The expansion spurt requires a minimum credit of $ 600 for unpaid caregivers, e.g. B. for relatives with disabilities.
Jenna Severson, a spokeswoman for Economic Security for Illinois who advocates for working people, said the push to expand earnings preceded the pandemic. She said the past year has hit women and carers the hardest, as many have had to stay home to take care of children or other dependents.
Illinois Economic Security, working with the Institute for Taxes and Economic Policy, estimates that up to 500,000 households would benefit from the expansion, including 110,000 immigrant households.
Austin-based Johnnetta said she had to quit her job to take care of her 5-year-old daughter, who had cerebral palsy after schools closed last March.
“I didn’t expect it,” said Johnnetta, who asked that her last name not be used for privacy reasons. “I wasn’t prepared for it.”
While her daughter was back in school, she has been sent home a number of times due to COVID guidelines.
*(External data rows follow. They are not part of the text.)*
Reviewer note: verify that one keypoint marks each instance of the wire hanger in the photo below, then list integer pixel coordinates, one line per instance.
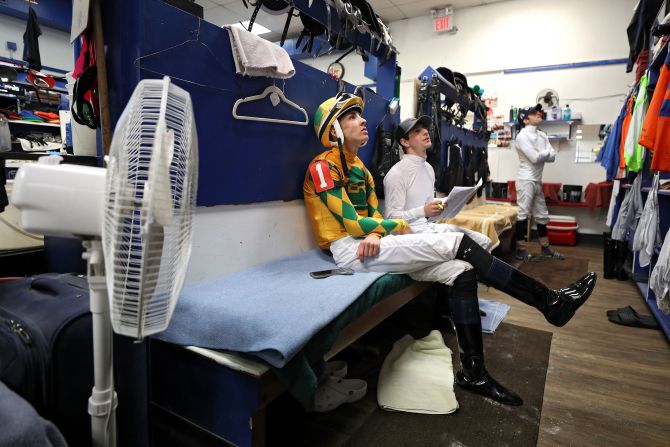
(276, 96)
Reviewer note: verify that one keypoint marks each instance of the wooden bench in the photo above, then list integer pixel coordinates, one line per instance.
(225, 394)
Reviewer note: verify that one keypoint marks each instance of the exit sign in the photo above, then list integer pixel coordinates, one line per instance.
(444, 24)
Feeling like she’s been scraped over the past year, she sees the option of a bigger refund check as a way to stay afloat by paying her bills and buying household items like milk.
Margot Zamora, from Berwyn, had started doing home care services a few hours a day when the pandemic caused her to stop working. She has two children, including a disabled child; Your family is considered a mixed home with different immigration statuses.
Like Johnnetta, Zamora said she would use a refund check to cover essentials for the household including rent and utilities.
Zamora said her family hadn’t received any of the stimulus checks and her husband’s wages had fallen. They survived with pantries and with the help of local groups.
“So far we’ve come with the help of the community,” Zamora said in Spanish. “We helped each other.”
Elvia Malagón’s coverage of social justice and income inequality is made possible by a grant from the Chicago Community Trust.